Eventually you'll learn to glance over unwrap() and try!() (well, unwrap() less so, since it's a bad idea to keep it around in your code) and the code you're reading becomes pretty straightforward to read.
My one annoyance in reading Rust code is that because of type inference (which is a super awesome feature otherwise and this annoyance is nowhere close to being enough to make me dislike it) you sometimes don't know the type of the thing being worked on, so getting an idea of what the code is doing is harder (of course, python has the same issue with dynamic types). I've recently started using YouCompleteMe, though, which has pretty decent "Jump To Definition" support which lets me quickly jump around the types and figure out what's happening in such cases.
It's a much younger ecosystem, so there's not always a library though. Then it clearly takes longer, because there's a lot more to do. We do have a pretty respectable number of libraries for our age though, I'm constantly surprised at what DOES exist.
My meaning was that you should favour a usage pattern that looks like you either move/copy things into the called method, or lend a reference to something you own (which is, presumably, not going to be held on to for very long), and then you're either given ownership of whatever return value you get, or get a reference whose lifetime depends on the arguments you passed in (but not the object itself). All of this ends up being quite clean, and you don't end up tying yourself into a borrowing knot.
You do end up in a weird place when your methods return references to fields of the owning object. When that happens, you're restricted in what you can do with the owning object until the reference goes out of scope. Rust mutexes are implemented precisely like that, which highlights what sort of behaviour you're getting from this usage pattern.

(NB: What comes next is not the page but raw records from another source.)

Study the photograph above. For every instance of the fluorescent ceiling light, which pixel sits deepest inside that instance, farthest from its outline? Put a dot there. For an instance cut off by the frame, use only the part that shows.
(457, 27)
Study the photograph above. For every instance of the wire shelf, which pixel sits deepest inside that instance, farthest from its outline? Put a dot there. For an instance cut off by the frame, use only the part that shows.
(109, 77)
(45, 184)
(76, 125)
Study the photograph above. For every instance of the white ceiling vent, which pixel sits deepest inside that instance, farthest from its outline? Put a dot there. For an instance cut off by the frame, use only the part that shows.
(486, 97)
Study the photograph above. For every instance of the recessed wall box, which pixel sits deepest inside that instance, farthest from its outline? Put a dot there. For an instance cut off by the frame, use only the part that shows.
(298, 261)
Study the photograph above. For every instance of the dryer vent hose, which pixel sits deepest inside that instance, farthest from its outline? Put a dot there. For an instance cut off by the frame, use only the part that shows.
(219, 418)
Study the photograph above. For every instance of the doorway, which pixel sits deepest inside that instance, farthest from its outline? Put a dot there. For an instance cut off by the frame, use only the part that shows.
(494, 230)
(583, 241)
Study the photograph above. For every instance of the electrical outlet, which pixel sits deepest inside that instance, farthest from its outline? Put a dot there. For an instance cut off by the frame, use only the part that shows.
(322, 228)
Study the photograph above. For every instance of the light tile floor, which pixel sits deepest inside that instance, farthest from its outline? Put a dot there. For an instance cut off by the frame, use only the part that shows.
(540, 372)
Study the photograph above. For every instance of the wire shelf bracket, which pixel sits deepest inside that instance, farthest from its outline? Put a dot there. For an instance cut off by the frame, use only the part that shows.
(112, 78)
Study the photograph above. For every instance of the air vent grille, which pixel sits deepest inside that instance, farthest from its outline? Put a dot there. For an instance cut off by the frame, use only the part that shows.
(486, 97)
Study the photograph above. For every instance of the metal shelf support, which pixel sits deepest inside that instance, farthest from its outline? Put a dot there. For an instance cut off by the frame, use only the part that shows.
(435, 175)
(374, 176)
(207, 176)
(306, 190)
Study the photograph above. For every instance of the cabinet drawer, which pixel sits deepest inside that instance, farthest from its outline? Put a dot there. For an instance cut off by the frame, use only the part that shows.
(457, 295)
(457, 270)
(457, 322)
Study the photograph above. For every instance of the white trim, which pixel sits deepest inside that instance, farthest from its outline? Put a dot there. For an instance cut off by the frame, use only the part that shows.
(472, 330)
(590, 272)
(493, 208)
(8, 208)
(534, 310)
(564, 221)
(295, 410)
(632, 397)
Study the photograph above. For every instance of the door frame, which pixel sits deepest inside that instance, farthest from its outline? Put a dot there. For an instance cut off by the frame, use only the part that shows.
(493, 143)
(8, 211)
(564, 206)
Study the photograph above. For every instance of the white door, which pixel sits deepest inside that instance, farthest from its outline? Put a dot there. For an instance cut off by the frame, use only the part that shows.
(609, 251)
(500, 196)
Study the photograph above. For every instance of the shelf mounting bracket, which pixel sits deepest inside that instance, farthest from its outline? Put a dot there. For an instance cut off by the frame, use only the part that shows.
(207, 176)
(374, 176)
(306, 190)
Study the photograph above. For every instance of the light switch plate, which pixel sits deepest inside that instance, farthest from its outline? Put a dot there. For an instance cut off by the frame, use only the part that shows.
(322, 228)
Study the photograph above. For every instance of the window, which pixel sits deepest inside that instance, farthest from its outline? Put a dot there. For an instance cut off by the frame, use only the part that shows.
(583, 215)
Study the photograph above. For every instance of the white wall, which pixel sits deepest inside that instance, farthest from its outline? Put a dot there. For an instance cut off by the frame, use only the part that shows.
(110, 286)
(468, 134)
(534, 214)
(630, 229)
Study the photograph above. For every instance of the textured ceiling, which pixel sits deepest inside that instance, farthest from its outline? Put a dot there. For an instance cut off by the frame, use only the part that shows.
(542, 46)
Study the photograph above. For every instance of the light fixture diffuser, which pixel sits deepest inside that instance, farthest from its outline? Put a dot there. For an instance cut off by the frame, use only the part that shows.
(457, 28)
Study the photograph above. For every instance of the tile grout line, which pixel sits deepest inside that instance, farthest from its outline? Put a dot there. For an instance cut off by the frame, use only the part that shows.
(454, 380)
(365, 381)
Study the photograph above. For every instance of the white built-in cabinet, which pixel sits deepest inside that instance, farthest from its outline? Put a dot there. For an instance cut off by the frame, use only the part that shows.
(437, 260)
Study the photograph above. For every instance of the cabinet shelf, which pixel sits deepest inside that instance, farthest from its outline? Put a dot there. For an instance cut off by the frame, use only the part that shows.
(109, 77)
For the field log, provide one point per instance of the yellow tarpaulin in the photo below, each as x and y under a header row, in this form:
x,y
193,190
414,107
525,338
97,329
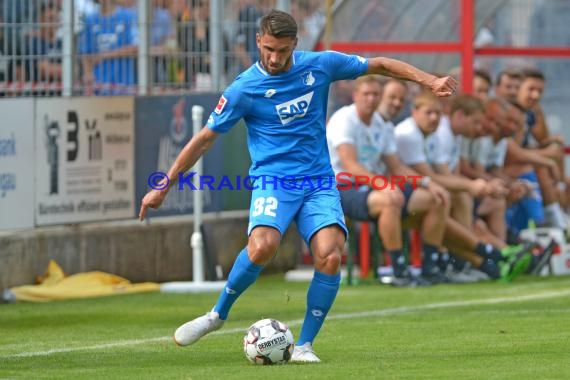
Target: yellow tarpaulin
x,y
55,285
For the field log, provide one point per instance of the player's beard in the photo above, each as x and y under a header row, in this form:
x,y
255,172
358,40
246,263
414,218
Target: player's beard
x,y
279,69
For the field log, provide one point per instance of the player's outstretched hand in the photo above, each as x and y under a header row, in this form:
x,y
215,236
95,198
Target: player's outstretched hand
x,y
152,199
444,86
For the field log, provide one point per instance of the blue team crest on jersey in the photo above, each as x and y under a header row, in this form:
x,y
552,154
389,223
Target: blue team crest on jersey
x,y
308,78
294,109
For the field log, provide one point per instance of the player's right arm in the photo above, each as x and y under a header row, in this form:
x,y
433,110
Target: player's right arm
x,y
194,149
394,68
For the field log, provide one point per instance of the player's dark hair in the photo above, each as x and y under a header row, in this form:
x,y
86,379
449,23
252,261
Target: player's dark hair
x,y
533,73
469,104
278,24
484,75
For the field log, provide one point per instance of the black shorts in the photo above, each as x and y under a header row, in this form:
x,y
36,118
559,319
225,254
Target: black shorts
x,y
355,202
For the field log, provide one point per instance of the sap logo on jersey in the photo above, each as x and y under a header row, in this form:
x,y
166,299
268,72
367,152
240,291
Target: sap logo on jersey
x,y
295,108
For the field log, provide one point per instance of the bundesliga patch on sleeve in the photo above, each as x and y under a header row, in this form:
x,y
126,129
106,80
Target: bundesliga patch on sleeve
x,y
221,104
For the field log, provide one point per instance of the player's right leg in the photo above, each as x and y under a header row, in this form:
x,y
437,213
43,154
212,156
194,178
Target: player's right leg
x,y
261,247
271,212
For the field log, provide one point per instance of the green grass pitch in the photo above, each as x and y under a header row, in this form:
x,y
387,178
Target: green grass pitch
x,y
477,331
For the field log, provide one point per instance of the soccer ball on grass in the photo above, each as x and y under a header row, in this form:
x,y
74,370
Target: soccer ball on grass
x,y
268,341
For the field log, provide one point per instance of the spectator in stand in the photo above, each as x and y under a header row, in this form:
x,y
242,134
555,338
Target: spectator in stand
x,y
438,160
361,143
45,51
108,47
194,40
507,84
482,83
536,135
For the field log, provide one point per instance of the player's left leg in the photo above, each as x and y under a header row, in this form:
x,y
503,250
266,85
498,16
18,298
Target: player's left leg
x,y
321,223
272,210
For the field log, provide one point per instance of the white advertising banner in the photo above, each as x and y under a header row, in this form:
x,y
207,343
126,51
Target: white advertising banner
x,y
84,160
16,163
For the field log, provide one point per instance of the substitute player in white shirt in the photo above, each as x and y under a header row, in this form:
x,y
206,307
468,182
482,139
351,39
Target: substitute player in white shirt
x,y
361,143
436,155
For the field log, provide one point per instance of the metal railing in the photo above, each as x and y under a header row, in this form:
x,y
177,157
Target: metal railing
x,y
116,47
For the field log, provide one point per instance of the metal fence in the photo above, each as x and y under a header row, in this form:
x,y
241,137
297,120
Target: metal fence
x,y
117,47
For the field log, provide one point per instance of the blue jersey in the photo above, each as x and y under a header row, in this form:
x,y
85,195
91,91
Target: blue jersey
x,y
285,114
106,33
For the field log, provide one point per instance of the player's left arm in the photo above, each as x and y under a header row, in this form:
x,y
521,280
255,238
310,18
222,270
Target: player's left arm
x,y
444,86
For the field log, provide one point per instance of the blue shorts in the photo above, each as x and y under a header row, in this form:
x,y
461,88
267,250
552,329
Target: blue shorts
x,y
312,207
528,208
355,202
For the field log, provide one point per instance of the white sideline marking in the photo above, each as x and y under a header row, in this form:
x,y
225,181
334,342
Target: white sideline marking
x,y
363,314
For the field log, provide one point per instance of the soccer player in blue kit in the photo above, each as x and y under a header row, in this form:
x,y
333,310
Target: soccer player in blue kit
x,y
283,99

The former provides better encapsulation and more closely resembles the message-passing approach to OOP, whereas the latter pattern is not only not very ergonomic, it's quite indicative of poor encapsulation (because you're, by necessity, asking for internal state).
All it does is force you to use unnecessary temporaries, like `let baz = self.baz(); self.foo.bar(baz)`
Note that there are cases where such code is invalid even with the temporary, and they can be related to Demeter. Ish. Also to API contracts; the guarantee should be embedded in the signature (so changing the internals shouldn't cause its usage to stop compiling), which is unweildy to do.